Even if the goal answer told you this, you need to ask this question to get them thinking deeper about the end-users and the end-user result.  The answer is almost always slightly more complex than their initial response, so you should ask about other types of users and dig deeper to make sure you don’t miss those incidental, corner-case “other users”.

3.  So what, ultimately, do you want that user to do?

Follow this question out several steps.  So often the answer is “click the button.” but that’s not the ultimate goal.  The reason they want them to click the button is to proceed to the form, because they want the user to submit the form, because they want the user to sign up and take classes at a university.  So ultimately, what they want the user to do is to become a student, not click a button.

4.  What user problem or pain point are we addressing here?

Be cautious of a company that consistently does projects that don’t address a user issue.  They won’t be around forever.  However, understand that sometimes, the perfectly valid answer will be “This isn’t something that bothers users, it’s something we have to do to remain profitable.”  In those cases, use your past and current research to find user pain points you can address in the course of this project.  Never do a project without some tangible benefit to the user, if you can avoid it.

5.  So what’s the ultimate philosophic goal here?

No metrics allowed in this answer.  Make them talk about how the user should feel, what they should do, and how that affects the user’s relationship with the company.  Those are the key things that will influence your product design, whether you’re making the pixels, writing the code or penning the spec.

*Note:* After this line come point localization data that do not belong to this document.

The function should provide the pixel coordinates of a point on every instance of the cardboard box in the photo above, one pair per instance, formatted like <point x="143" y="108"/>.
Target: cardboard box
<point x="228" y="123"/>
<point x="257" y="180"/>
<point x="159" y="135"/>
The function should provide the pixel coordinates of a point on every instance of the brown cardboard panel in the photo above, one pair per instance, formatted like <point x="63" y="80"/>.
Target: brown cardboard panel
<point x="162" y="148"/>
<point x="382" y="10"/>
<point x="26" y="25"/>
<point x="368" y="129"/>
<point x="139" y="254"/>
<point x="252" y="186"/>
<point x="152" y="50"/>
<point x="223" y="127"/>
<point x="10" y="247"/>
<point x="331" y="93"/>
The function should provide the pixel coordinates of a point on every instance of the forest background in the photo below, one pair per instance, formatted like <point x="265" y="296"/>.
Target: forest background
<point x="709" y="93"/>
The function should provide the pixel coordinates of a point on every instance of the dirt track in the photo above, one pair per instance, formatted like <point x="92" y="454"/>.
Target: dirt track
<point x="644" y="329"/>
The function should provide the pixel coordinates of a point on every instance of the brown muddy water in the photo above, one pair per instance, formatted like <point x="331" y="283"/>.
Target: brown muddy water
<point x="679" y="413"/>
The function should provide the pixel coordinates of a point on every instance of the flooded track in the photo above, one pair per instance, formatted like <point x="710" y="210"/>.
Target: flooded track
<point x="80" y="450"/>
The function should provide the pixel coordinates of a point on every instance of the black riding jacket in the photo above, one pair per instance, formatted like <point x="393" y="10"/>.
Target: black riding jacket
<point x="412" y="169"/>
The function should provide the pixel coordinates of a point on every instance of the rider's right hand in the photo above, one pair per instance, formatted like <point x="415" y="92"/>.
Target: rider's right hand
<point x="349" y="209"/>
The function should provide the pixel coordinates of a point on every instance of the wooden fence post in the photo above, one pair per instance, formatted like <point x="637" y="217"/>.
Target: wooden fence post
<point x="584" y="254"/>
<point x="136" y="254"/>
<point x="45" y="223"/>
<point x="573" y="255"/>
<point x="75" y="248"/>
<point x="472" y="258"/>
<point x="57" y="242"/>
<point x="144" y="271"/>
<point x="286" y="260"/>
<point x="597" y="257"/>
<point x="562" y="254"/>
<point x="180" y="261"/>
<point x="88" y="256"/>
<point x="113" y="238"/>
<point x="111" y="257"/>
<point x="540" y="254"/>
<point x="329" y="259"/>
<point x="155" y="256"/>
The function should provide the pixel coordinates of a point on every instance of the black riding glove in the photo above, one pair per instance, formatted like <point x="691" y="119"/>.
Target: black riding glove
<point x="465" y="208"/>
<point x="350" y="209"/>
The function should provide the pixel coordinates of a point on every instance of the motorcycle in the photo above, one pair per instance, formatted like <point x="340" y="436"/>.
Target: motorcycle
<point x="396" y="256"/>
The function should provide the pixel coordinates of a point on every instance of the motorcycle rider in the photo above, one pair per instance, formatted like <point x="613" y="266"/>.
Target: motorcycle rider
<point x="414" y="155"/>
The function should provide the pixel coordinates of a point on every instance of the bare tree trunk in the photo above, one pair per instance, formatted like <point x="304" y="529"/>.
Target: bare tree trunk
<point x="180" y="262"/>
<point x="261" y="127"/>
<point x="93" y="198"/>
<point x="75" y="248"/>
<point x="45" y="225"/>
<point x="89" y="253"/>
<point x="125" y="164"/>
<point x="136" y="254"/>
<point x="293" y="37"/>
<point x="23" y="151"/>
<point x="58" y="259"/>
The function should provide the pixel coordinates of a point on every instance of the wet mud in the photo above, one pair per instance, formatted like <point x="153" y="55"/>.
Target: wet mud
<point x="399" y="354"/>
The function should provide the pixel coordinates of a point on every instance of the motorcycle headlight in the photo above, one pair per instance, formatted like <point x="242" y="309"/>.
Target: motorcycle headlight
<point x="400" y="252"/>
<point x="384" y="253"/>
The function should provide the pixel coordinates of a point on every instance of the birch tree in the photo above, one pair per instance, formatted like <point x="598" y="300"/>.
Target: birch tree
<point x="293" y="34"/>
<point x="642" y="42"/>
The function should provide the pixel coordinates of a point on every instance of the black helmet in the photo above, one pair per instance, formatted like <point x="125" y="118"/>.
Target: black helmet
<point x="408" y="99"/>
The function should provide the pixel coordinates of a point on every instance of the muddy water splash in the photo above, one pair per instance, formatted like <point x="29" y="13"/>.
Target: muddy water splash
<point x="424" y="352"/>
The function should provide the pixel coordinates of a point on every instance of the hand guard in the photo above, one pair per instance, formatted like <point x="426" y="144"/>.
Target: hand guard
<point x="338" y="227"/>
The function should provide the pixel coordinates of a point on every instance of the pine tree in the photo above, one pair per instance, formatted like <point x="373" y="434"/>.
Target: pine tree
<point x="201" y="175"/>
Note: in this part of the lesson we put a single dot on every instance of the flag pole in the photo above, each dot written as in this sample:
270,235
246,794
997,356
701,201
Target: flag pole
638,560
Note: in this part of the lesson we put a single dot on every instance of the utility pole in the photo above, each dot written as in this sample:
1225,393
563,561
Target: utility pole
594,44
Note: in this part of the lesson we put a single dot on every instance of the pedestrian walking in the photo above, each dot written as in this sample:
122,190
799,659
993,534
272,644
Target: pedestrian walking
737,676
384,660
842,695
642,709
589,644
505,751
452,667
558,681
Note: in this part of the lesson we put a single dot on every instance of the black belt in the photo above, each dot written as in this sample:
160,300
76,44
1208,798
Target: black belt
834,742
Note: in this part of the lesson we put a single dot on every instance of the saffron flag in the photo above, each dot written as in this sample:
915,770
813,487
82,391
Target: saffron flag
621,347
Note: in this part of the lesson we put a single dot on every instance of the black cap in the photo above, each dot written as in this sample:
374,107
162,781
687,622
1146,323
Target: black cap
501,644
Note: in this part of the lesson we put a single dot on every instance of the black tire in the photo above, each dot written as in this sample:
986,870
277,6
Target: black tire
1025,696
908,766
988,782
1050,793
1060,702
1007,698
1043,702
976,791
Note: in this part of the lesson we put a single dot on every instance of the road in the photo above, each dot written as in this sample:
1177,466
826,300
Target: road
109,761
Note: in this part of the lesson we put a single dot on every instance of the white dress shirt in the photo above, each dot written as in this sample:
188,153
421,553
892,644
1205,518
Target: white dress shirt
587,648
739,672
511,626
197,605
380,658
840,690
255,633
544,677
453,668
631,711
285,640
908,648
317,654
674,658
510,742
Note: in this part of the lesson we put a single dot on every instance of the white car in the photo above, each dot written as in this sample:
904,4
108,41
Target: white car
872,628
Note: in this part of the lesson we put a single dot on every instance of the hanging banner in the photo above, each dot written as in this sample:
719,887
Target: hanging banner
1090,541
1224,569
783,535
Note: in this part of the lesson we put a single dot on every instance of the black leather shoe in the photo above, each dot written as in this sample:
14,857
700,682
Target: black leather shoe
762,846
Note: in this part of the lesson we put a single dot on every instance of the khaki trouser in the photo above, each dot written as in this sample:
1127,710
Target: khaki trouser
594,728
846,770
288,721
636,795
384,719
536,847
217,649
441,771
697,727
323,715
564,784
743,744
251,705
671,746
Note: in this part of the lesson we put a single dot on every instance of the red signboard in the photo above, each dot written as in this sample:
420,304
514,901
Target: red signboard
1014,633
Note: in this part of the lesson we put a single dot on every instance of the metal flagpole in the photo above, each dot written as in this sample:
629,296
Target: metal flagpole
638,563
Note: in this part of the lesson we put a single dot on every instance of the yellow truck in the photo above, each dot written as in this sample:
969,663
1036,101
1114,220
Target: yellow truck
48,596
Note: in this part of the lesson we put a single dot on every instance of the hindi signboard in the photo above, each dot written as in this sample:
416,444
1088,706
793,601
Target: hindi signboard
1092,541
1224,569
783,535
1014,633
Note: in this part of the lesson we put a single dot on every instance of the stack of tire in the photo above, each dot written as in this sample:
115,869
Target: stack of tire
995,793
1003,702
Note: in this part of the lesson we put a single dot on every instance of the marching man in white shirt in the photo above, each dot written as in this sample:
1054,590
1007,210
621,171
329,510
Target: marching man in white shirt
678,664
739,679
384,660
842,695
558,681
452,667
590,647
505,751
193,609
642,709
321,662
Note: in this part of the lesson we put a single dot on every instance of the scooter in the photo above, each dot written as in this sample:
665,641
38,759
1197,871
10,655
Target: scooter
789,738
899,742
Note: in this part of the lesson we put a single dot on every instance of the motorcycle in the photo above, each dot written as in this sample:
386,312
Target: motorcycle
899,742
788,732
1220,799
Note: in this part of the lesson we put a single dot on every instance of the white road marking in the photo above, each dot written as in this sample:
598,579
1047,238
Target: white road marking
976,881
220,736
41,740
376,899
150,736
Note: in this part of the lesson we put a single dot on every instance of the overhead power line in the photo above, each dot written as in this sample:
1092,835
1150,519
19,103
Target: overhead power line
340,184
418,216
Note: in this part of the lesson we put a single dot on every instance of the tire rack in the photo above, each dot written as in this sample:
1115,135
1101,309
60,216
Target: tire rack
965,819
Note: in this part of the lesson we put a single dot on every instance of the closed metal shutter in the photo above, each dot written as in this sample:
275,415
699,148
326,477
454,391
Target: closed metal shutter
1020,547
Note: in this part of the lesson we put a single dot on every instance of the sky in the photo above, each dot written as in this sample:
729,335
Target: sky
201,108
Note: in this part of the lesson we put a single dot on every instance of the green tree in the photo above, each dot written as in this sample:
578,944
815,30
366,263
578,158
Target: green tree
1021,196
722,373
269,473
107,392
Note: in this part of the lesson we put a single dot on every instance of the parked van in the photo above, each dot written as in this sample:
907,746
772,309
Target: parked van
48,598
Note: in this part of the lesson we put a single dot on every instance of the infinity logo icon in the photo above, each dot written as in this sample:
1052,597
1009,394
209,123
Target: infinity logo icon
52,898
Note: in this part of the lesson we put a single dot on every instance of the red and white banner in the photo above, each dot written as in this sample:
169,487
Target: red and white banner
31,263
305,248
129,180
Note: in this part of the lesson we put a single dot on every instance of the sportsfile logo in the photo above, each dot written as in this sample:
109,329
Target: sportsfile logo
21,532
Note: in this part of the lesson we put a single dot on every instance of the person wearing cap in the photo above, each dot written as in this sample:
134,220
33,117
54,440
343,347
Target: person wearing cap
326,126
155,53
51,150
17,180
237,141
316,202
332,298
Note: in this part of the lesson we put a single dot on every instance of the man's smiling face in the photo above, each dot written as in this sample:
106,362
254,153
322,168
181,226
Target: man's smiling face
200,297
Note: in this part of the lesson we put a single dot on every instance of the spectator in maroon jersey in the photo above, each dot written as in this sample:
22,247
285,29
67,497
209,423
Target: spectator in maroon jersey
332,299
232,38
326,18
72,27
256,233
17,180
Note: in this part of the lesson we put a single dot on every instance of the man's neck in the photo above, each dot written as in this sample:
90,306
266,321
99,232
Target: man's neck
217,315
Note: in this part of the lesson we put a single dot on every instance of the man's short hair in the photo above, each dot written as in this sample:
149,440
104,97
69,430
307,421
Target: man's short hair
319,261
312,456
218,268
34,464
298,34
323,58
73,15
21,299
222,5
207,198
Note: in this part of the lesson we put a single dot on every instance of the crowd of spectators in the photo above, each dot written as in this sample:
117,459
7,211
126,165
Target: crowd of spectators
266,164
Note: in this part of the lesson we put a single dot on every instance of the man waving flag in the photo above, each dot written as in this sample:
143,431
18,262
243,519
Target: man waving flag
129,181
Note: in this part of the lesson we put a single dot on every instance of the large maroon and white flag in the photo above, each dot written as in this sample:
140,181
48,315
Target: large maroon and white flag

Sometimes, as you uncover intent, you discover an entirely new way of approaching the problem.  Sometimes you realize it’s not a project worth doing.  Sometimes you realize it’s way bigger than you previously thought.  But in every case, you’ll be able to approach it with a stronger understanding of the requirements and conviction that you’re doing the right thing.

Today’s Interesting Link:

http://quirktools.com/screenfly/ – There are so many ways to view your site across multiple devices out there.  This one is nice because it’s very quick, and it’s not bad to send clients to.

Today’s Usability Quote:

“For, is it not written the Holy Manual of Style :  “Lo, and the goddess of Eeuu Ayee did come forth down from the hill.   She did look upon the masses and Spake Thus to all.  ‘THOU SHALT NOT COMMIT THE CRIME OF BLINKING BUTTONS’ and lo it was so.”  – Martin
Bogomolni, referring to me.

Today’s Music To Design To:

I’m frankly surprised that I haven’t mentioned these guys yet, so if this is a duplicate recommendation. Soundtracks are so good for working, and Lagaan: Once Upon a Time In India is brilliant like that.  It’s exotic but familiar, sweeping and dramatic.  It’s hard not to be both soothed and energized when listening.  Check it out.